Dimensions can vary according to site, at HEREArt Gallery it was 100 cm x 100 cm (ca. 45" x 45"), Materials: ground coffee and refined commercial sugar. The installation - true to its claim of being a mandala - was distroyed after the show.
I choose coffee and sugar as symbols for an European culture that often quite ruthlessly destroyed foreign civilizations. Coffee and sugar are both plants that the Europeans brought to the Americas, for Central America's tropical garden Eden presented ideal conditions for their cultivation. However, for the continent's native American Indian inhabitants coffee and sugar meant enslavement and the loss of homeland and culture.
So And Sweet as Love - Mandala of Peace and Passion pays respect to the ancient continent of America and wants to be a memorial for peaceful integration of different cultures. The form chosen for the installation calls upon various associations such as that of the international peace symbol; the image of "Turtle Island" - the name the native American tribes called their continent; and that of a very archaic drawing of the feminine body, an image found by archeologists worldwide and thus connecting all cultures.
Coffee
Coffee - black as hell, strong as death, and as sweet as love (Turkish Proverb)
Discovered as early as 800 A.D. in the Ethiopian highlands, cultivation and trade of coffee did not begin until the 15th and early 16th centuries on the Arabian peninsula, especially Yemen, Egypt, Syria and Turkey. The Arabians eagerly guarded and protected their increasingly valuable plant and as late as the 1900's having fertile coffee beans for export was considered a crime in most coffee growing countries. Today it is the world's most popular beverage after water, a world commodity second only to oil.
Coffee has always stirred much controversy. While the Ethiopian monks considered it as a gift from God - it allowed them to study and pray longer - Italian clergy labeled it an invention of Satan and condemned coffee during the 17th century. (It was probably coffee's proven effect of increasing mental and intellectual activity what made it suspicious to rulers and religious leaders.) However, this label was forever lifted when Pope Clement VII tried the beverage for himself, liked it and gave it his approval.
"Coffee is the beverage of choice for the journalist or writer... By drinking coffee, logical consistency, consecutive thinking derived from facts, is promoted by physical means, and it can be said that even though for health reasons there may be doubts about drinking much coffee, yet for those who wish to ascend to the higher regions of spiritual life, it is not amiss."
(Rudolf Steiner, Nutrition and Stimulants)
Sugar - civilization's kiss of death
It is thought that cane sugar was first used in Polynesia from where it spread to India. Persia, and North Africa. Columbus' discovery of the Americas made the Europeans independent from expensive imports of the pleasant "white gold". Some people consider cheap sugar the (American) "Indians' Revenge" for stealing their entire continent: Today, refined sugar is considered the main cause of most modern diseases.
"Sugar is the substance which inwardly supports us... and gives self-awareness and... a very strong and definite personality indicating a strong Ego. In countries where, statistically, little sugar is eaten, the people have a less defined personality than in countries where more sugar is eaten."
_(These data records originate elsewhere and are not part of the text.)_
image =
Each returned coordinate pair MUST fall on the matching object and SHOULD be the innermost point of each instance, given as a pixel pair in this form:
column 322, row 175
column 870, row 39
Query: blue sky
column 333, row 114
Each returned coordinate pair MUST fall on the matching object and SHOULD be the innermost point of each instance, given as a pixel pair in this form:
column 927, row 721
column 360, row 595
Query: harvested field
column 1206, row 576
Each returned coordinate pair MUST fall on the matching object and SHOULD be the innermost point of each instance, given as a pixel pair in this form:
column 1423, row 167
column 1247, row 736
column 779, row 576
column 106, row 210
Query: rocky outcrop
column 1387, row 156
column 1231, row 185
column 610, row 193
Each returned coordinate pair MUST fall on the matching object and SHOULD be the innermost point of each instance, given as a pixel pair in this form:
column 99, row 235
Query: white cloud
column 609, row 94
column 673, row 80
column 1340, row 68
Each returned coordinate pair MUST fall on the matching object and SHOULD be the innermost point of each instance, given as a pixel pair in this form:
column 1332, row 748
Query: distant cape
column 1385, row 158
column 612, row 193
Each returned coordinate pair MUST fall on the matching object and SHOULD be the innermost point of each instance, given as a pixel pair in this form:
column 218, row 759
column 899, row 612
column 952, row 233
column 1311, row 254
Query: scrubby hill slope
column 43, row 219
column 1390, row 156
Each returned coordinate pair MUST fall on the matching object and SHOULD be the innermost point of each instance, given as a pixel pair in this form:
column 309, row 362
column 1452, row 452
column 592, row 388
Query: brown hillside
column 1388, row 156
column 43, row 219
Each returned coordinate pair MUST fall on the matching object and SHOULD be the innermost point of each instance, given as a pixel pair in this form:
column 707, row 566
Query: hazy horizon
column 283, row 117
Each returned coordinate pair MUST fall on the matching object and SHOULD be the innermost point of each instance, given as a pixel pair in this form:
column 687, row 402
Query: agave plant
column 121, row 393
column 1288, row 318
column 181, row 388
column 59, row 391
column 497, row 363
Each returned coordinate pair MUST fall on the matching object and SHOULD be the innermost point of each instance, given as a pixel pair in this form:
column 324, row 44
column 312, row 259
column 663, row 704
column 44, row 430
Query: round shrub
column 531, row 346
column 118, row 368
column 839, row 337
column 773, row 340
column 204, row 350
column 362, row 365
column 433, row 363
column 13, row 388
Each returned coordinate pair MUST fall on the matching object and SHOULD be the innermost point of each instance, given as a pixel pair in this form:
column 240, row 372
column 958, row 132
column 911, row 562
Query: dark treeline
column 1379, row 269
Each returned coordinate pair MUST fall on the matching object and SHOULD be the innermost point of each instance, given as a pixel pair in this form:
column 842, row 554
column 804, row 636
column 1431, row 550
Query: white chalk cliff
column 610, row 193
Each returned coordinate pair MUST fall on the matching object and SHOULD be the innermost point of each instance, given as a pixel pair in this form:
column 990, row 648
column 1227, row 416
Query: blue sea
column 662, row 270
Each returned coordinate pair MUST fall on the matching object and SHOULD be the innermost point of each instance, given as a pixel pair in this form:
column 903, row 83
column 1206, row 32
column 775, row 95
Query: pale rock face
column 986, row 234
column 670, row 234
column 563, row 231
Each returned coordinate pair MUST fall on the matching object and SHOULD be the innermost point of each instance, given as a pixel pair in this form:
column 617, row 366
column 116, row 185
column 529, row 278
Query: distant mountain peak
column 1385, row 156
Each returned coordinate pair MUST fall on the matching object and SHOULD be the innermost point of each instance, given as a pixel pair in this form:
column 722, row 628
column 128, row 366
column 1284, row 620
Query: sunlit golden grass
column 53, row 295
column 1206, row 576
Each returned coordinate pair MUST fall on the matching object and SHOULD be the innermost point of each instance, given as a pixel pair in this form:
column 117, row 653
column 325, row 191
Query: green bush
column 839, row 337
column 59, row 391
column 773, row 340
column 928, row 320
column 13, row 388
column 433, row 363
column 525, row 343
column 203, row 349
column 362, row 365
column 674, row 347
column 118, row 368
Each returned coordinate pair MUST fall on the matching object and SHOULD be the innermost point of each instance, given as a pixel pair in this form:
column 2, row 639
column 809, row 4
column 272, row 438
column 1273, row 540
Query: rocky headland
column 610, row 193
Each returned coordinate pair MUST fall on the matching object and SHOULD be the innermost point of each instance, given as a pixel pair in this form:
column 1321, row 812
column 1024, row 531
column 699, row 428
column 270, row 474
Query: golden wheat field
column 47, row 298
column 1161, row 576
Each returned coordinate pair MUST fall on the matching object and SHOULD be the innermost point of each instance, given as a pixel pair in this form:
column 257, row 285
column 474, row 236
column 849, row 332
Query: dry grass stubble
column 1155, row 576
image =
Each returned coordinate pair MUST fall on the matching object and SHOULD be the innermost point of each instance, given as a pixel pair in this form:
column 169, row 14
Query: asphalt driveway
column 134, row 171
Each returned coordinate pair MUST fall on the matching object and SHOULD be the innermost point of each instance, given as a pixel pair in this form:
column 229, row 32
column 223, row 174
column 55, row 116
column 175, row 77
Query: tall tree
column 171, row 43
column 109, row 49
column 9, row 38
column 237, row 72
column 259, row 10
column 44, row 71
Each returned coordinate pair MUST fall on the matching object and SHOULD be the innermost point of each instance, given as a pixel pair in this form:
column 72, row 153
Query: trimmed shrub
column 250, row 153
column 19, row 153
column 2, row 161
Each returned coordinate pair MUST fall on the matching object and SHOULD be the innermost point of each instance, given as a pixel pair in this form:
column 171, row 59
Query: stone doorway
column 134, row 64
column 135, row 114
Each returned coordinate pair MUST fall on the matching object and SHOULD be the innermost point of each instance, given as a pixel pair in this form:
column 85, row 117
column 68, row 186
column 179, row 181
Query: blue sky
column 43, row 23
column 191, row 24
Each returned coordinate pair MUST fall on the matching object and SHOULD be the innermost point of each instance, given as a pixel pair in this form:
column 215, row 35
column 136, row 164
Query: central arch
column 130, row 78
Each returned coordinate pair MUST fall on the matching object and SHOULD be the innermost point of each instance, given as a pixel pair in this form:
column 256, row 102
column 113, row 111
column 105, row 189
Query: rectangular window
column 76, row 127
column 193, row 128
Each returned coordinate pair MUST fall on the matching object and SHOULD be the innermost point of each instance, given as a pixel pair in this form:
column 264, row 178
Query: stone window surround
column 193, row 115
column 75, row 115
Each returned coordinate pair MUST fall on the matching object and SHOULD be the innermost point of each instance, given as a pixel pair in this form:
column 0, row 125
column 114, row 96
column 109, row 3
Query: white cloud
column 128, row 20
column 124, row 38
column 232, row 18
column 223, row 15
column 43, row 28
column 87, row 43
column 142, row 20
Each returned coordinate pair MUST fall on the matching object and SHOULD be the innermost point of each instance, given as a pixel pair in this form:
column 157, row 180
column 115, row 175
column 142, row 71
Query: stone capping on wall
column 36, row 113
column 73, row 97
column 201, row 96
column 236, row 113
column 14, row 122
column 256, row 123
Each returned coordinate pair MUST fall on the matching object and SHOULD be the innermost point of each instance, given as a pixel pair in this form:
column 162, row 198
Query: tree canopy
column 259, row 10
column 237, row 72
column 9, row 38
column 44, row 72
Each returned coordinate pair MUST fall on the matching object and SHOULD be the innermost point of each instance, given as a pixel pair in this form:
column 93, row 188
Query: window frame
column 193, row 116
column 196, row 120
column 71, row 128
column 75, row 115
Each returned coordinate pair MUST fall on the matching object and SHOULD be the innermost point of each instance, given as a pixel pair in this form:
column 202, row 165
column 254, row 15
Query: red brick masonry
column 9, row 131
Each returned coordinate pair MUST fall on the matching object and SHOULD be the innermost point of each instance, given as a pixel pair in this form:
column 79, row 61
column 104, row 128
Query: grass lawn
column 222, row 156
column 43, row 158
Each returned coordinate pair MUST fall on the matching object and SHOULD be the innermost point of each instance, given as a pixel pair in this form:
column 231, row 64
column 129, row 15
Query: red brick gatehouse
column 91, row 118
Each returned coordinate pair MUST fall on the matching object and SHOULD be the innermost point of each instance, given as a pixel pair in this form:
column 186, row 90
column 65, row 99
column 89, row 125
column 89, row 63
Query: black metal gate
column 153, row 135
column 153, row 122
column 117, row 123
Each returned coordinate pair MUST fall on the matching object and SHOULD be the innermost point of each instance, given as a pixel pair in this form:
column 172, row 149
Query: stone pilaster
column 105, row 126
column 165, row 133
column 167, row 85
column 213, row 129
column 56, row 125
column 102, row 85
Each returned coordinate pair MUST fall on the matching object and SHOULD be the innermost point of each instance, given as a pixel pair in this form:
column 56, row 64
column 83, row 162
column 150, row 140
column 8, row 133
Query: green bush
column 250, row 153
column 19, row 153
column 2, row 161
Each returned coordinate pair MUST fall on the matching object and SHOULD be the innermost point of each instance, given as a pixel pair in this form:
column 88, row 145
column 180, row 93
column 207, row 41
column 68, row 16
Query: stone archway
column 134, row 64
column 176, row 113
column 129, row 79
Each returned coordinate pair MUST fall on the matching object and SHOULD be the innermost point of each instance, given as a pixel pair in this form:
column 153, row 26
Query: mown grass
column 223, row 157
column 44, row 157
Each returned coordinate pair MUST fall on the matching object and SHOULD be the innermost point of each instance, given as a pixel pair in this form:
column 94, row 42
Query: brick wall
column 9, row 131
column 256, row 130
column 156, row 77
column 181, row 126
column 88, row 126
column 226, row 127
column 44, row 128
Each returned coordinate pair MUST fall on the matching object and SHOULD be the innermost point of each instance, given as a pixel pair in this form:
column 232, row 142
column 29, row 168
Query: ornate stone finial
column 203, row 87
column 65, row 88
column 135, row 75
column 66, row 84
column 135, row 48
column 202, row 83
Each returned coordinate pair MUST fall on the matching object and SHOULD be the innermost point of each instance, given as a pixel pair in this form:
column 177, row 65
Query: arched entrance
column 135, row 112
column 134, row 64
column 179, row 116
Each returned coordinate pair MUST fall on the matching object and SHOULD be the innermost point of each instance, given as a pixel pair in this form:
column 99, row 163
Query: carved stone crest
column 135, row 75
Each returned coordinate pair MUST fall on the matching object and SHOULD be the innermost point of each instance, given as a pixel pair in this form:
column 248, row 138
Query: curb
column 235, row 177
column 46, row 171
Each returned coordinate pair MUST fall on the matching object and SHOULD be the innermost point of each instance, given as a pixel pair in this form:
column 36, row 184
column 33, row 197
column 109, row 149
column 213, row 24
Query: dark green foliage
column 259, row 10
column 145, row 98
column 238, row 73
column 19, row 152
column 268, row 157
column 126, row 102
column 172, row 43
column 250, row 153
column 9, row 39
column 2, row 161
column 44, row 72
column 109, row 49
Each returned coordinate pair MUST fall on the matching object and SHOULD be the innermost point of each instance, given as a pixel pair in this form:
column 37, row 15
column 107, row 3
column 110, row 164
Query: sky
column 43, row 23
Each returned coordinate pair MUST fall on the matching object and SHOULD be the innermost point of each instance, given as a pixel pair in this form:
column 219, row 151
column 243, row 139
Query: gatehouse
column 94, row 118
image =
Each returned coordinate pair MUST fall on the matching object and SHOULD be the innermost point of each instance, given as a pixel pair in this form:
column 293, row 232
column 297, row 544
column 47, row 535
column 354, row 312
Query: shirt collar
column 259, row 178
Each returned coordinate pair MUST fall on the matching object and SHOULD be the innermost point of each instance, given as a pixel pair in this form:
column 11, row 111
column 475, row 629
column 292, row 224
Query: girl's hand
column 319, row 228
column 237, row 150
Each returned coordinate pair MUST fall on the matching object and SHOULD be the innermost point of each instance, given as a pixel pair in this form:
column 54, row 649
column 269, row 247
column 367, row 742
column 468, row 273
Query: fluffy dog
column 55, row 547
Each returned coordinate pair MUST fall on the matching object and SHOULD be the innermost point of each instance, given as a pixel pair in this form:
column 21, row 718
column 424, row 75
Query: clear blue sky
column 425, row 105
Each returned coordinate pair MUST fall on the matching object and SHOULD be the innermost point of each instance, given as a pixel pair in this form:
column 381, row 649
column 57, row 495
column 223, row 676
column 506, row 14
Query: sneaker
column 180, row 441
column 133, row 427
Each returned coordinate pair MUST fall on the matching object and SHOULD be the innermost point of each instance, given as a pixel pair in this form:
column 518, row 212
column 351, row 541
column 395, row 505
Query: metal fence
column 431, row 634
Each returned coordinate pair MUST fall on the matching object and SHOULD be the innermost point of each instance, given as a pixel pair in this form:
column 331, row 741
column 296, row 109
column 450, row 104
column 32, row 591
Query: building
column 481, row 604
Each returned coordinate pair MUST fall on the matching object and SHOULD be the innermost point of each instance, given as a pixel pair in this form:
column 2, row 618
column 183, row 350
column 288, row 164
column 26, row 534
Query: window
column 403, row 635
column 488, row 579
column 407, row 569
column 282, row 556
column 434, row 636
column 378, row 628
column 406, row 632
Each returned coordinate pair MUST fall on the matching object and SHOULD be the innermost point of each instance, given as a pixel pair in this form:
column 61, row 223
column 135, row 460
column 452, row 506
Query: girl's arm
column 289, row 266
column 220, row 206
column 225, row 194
(Rudolf Steiner, Nutrition and Stimulants)
Mandala
Mandalas (Sanskrit for circle) are an ancient (art) form of Tibetan Buddhism. Classically mandalas are drawings in three dimensional forms most commonly created of colored sand, powdered flowers, herbs or grains, and also powdered and colored stone. When finished, to symbolize the impermanence of all that exists, the sands are swept up and poured into a nearby river or stream where the waters carry healing energies throughout the world.